Prkd2, encoding the serine/threonine kinase protein kinase D2, is involved in multiple biological processes. It has been implicated in pathways such as Notch1, TP53/CDKN1A, and is crucial for the tumor-supporting activity of HSP90, also playing roles in T follicular helper cell differentiation, insulin secretion, and bone and glucose metabolism [1-5, 7, 10]. Genetic models, like KO mouse models, are valuable for studying its functions.
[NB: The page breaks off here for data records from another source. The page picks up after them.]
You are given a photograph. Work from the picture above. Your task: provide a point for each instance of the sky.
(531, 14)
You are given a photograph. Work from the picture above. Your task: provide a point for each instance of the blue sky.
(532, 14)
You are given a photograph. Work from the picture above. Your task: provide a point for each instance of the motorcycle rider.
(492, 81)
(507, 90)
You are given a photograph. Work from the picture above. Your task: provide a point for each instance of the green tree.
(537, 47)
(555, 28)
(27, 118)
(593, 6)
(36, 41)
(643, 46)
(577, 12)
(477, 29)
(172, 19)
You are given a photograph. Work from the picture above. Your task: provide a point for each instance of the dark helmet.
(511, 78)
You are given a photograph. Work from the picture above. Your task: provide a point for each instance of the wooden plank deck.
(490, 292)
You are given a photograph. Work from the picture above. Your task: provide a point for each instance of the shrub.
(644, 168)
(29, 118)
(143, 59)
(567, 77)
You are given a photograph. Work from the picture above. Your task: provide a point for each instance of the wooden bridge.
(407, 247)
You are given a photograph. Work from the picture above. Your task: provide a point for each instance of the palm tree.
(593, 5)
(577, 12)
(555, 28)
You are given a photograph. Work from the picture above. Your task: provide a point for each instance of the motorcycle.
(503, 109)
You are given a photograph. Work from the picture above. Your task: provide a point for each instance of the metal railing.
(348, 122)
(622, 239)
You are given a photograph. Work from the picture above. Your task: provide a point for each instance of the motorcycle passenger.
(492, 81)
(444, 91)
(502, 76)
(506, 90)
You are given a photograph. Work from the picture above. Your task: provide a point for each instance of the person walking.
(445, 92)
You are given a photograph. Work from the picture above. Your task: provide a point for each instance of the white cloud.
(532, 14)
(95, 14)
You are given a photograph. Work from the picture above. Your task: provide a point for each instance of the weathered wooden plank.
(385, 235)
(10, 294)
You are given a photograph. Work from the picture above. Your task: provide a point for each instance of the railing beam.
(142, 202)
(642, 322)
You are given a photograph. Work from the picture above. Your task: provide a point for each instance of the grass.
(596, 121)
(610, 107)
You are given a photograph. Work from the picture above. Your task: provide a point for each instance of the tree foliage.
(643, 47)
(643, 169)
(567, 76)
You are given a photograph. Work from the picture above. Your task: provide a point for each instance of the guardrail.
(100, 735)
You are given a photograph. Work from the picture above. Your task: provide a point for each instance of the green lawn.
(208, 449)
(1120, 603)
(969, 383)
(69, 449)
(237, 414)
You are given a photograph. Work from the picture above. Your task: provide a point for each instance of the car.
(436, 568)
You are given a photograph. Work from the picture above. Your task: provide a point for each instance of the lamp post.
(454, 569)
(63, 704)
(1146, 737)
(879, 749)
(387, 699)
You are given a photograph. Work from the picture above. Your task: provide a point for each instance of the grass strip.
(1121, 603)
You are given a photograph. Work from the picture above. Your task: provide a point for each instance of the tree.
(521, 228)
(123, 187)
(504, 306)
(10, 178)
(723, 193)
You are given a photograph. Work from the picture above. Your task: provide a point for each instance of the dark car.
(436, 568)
In AML, knockdown of Prkd2 induced apoptosis and increased chemosensitivity, indicating it promotes AML cell proliferation and chemoresistance via regulating Notch1 pathway [1]. In cervical cancer, Prkd2 knockdown increased chemotherapy sensitivity through the TP53/CDKN1A pathway [2]. In Prkd2 -/- mice, there was excessive TFH development due to unrestricted Bcl6 nuclear translocation, as Prkd2 and Bcl6 form a mutually inhibitory loop controlling TFH cell differentiation [3]. PRKD2-KO mouse model showed that its deletion triggers hyperinsulinemia preceding IR and metabolic disorders, as it promotes β-cell insulin secretion [4].

In conclusion, Prkd2 plays essential roles in cell proliferation, chemoresistance in cancer, T cell differentiation, and metabolic regulation. Studies using KO mouse models have revealed its significance in AML, cervical cancer, T follicular helper cell function, and metabolic diseases, providing insights into disease mechanisms and potential therapeutic targets.